AYNI ZAMANDA TUTKULU BİR KAR MOTOSİKLETÇİSİSİNİZ. BU NASIL BAŞLADI?
Toni: Ben çocukken amcamın Mäntsälä, Güney Finlandiya'da bir güç sporları mağazası vardı. Noel tatillerinde sürmek için dükkândan bir çocuk kızağı ödünç alabilirdim. Babam Rovaniemi'den ve en başından beri evinde kar motosikletleri vardı. Yeterince büyüdüğümde onun kızaklarına binebiliyor ve bakımlarını yapabiliyordum. Çocukluk evim seyrek nüfuslu bir bölgedeydi, bu yüzden orada tarlalarda sürebiliyordum.

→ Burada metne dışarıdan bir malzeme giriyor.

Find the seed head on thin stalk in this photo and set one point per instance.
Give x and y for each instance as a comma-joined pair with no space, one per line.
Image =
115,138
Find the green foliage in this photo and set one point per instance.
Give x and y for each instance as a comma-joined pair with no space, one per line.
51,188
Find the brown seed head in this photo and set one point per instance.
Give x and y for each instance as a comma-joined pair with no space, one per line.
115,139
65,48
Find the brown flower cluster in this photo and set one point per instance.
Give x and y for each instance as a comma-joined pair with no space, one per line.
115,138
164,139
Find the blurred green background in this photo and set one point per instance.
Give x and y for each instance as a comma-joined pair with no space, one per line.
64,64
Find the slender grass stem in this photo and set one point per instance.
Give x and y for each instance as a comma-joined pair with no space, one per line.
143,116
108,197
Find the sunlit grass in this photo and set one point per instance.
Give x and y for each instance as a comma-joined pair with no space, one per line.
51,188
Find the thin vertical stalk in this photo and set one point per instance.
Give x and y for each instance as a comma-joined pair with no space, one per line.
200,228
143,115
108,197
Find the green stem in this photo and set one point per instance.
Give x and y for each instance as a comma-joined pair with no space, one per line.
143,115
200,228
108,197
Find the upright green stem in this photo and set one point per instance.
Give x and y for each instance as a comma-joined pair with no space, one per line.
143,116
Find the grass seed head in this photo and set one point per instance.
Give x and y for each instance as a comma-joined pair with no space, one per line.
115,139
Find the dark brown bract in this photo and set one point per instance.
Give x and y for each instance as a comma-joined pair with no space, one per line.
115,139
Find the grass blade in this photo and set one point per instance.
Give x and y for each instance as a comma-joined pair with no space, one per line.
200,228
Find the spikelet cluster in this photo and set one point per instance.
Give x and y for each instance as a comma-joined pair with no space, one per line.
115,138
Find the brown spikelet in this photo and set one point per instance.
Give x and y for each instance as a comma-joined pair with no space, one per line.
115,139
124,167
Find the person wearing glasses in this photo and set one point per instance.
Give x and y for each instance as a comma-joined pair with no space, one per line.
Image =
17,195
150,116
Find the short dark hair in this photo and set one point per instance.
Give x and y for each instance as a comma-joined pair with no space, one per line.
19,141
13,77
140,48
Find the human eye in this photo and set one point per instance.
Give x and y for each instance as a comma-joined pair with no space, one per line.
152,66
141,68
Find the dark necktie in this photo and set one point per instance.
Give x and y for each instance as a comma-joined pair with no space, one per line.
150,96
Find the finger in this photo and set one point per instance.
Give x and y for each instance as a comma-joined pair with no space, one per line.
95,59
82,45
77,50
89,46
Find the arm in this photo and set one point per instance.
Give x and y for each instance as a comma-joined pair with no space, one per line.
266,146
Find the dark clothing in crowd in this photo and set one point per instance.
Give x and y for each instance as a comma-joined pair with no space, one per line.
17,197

Aktif yarış kariyerim sırasında kışlar çok yoğun geçtiği için çok fazla binemedim. Yarış sezonu Aralık başında sona erer ve bir sonraki sezon için test seansları Ocak başında başlardı. Herhangi bir sakatlıktan kaçınmak zorundaydınız çünkü yarış sezonu hemen boşa giderdi. Ayrıca vücudun dinlenmeye ihtiyacı vardı.
Son on yılda kar motosikletleriyle çok daha fazla sürüş yapabildim.
NE TÜR BİR KAR MOTOSİKLETİ KULLANIYORSUNUZ? KENDİNİZİ BİR SÜRÜCÜ OLARAK NASIL TANIMLARSINIZ?
Toni: Aktif, hızlı patika sürüşü benim için kızakla yapılan bir şey. Sürüş hızlı tempolu olsa bile, yine de her zaman sağduyulu davranırım. Sonunda hastanelik olmak istemiyorum. Asıl amacım bir sürüş gününden sonra saunaya tek parça halinde girmek.
Geçmiş yıllarda amatör sınıfta bazı enduro yarışlarına katıldım ancak yaşım ilerledikçe zamana karşı yarışmaktan ziyade patikada uzun yolculuklara yöneldim.
Geçen kış arkadaşlarımla birlikte Laponya'nın patikalarında dört günde 900 km'lik bir yolculuk yaptık. Sabahları erken kalkış, 5 ila 6 saat patika ve ardından gece konakladığımız yerde sauna - bunlar muhteşem sürüş günleriydi.
Benim için macera kar motosikletinin bir parçası. Genellikle Kasım ayında Rovaniemi'den Levi'ye giden patikadaki ilk sürücüler biz oluyoruz ve bazen orada kayboluyoruz çünkü takip edecek başka iz yok. Buna karşılık, bataklıklarda dereler özgürce akarken ve Mayıs ayında güneş ısındığında son bahar sürüşlerimizi yapıyoruz.